Cal Poly Humboldt researchers found that tree-felling and pruning left large quantities of coarse woody debris beneath power line corridors in Humboldt County and other North Coast sites, a fuel buildup that the team says could increase both wildfire ignitions and large-scale outages. The study, published in the Journal of Environmental Management and reported locally on Feb. 17, 2026, links on-the-ground vegetation conditions to community risk across rural, heavily timbered parts of Northern California.
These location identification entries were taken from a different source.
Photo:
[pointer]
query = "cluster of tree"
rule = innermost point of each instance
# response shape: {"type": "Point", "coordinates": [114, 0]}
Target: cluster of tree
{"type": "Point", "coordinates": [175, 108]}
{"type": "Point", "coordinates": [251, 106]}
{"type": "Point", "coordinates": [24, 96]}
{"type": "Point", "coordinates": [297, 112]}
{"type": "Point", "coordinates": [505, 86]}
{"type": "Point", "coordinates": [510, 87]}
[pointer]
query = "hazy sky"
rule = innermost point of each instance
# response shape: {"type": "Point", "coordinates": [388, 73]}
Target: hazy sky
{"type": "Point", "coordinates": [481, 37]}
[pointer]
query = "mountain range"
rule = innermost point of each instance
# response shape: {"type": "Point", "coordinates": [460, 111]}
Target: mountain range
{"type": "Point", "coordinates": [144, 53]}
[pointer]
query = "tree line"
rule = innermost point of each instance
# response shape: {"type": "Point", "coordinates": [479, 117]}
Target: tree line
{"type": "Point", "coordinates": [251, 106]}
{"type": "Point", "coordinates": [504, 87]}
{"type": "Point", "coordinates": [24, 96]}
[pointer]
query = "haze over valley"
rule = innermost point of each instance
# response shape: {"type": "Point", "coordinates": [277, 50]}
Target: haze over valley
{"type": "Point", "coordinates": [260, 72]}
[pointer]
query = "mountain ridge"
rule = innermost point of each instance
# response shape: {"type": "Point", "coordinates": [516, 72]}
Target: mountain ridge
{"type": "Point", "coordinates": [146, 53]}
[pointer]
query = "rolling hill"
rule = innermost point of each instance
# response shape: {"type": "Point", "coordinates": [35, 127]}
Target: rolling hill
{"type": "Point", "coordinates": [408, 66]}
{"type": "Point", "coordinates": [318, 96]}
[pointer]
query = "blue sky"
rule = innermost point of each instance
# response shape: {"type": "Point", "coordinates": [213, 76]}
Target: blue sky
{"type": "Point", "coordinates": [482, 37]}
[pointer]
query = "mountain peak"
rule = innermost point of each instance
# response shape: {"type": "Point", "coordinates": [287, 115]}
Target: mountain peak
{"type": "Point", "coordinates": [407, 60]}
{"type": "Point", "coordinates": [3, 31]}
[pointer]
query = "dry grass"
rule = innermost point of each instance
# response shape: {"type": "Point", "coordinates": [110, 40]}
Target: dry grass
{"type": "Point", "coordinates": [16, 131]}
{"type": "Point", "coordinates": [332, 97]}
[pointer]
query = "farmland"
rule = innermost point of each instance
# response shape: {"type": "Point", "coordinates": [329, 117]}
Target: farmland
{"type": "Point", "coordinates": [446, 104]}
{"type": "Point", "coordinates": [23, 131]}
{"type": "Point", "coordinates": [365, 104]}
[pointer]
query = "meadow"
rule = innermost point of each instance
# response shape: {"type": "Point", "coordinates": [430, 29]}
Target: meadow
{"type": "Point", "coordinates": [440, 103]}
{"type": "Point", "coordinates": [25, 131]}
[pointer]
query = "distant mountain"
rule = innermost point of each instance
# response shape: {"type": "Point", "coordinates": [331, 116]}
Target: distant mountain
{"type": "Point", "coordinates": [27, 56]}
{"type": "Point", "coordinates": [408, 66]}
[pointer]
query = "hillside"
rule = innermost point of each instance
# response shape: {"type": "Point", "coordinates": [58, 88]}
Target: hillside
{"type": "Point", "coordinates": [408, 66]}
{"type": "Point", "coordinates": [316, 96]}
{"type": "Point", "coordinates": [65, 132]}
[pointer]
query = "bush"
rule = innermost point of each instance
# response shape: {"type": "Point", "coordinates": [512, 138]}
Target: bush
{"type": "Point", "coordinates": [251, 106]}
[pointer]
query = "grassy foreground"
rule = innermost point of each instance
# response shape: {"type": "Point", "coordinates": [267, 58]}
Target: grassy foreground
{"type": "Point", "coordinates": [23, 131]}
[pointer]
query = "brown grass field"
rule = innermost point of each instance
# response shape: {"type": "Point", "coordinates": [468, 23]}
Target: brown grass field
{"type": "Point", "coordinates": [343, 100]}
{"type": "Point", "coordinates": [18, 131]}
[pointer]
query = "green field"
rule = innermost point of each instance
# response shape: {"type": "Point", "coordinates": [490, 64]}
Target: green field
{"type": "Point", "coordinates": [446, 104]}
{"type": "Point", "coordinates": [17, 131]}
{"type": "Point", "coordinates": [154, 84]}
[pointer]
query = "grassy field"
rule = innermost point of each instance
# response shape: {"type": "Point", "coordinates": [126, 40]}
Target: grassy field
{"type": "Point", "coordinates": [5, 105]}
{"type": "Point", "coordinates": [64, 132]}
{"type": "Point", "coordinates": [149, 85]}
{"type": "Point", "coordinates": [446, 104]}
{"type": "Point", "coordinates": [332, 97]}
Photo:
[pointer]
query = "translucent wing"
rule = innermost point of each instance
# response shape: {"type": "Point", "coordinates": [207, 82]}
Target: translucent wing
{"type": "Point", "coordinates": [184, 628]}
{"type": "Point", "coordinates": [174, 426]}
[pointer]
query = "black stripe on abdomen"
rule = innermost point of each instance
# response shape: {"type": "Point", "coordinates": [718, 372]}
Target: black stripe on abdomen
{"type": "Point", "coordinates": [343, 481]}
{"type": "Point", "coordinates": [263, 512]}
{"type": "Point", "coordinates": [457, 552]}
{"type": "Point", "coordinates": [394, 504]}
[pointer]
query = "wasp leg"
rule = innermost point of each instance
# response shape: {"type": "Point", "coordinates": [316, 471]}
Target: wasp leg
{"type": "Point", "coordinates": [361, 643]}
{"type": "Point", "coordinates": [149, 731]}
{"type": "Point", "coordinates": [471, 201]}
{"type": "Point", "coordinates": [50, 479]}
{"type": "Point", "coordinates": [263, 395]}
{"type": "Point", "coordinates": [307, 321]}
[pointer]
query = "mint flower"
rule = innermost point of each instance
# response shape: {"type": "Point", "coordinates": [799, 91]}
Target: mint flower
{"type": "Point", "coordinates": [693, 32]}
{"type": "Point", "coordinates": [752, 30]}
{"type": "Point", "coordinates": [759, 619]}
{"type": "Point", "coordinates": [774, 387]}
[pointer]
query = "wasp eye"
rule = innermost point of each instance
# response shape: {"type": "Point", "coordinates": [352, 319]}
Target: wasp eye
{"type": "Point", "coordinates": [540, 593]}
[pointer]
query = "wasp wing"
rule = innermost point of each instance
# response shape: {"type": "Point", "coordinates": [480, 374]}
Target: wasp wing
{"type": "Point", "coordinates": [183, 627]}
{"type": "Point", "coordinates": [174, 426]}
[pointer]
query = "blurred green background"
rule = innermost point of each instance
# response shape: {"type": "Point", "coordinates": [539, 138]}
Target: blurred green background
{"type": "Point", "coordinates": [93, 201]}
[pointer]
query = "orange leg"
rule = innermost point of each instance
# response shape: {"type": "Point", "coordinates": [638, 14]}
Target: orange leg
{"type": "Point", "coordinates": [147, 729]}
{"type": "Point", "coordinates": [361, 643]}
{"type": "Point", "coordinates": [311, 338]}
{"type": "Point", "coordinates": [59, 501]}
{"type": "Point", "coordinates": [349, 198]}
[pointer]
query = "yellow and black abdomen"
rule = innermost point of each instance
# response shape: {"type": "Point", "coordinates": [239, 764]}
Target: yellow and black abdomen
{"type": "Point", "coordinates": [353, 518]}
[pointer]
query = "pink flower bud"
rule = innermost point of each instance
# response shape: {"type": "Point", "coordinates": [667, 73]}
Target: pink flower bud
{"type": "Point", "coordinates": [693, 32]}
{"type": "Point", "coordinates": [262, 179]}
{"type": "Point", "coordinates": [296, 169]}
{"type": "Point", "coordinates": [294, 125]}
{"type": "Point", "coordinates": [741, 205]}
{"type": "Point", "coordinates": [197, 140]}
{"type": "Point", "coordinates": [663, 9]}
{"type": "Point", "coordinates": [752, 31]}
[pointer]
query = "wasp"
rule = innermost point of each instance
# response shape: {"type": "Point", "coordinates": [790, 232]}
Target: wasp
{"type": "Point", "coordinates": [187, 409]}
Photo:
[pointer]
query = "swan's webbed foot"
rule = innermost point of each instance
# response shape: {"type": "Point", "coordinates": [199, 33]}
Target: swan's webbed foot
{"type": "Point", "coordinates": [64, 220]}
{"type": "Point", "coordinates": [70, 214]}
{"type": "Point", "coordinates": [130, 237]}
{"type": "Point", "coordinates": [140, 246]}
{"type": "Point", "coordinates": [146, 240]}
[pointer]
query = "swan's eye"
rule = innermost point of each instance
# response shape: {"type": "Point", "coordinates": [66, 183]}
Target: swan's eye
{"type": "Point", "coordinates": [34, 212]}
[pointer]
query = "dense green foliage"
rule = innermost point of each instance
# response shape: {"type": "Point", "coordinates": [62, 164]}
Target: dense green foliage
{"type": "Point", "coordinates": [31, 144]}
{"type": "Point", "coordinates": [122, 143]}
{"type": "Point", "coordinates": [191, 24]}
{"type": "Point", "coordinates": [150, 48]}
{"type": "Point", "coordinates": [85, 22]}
The team was led by forest physiology professor Lucy Kerhoulas (spelled “Kerhoulis” in one transcript) and included Rosemary Sherriff, Geography, Environment & Spatial Analysis professor; Kerry Byrne, Environmental Science & Management professor; and forestry graduate student Zoe Ziegler. Researchers worked directly with a utility company during field work and wrote that the collaboration allowed them to connect field observations with "real-world risks to communities" and to focus management where it matters most.

Field methods combined comparative sampling near power lines with sites farther from lines, core samples of tree growth and condition, and pilot remote sensing. Over a three-year period the team sampled 60 locations across Northern California, including sites in Humboldt, Trinity, Mendocino and Shasta counties. On the coring work, researchers reported: "They cored a bunch of the trees taking out like a little piece of wood from each tree so that we could look at growth patterns, trying to better understand how tree vigor and productivity might affect their likelihood for failure."

Major findings center on leftover fuels and species vulnerability. The researchers documented higher levels of coarse woody debris adjacent to power lines and traced much of that material to utility vegetation crews' pruning and felling operations. That debris, the paper says, increases fuel loads beneath transmission corridors; Kerhoulas urged a change in post-treatment practice: "Part of the protocol," she said, "should be that as much debris as possible is removed from the site rather than left on site where it can act as a fuel."

AI-generated illustration
AI-generated illustration

The study also singled out deciduous oaks as particularly likely to topple. Redwoodnews quoted Kerhoulas saying oak trees "appeared more stressed and damaged than nearby conifers" and called the discovery "a big kind of like eye opener" about the need to remove leftover branches to minimize fire risk. The researchers underscored the human stakes, noting that "tree failures can cause fire ignitions and/or power outages, which can create a lot of issues for residents," and that outages from falling trees or branches "are among the most common reasons for power outages" and can affect "hundreds of thousands of people at a time."

The team is also "experimenting with remote sensing tools to help spot unhealthy trees across large areas," a step toward earlier detection of at-risk trees before they fail. Sources differ on funding details: multiple outlets report a utility partnership, while Redwoodnews explicitly states the study was funded by PG&E; that specific funding claim is attributed to Redwoodnews. Local reaction included a Facebook comment on the Redwoodnews post: Tim La Londe wrote, "Wow. That took a study? Nothing hidden there."

Cal Poly Humboldt researchers say the work is intended to guide practical vegetation-management changes along North Coast power corridors so utilities and land managers can prioritize debris removal and monitor species such as oaks to reduce the twin risks of ignitions and prolonged outages.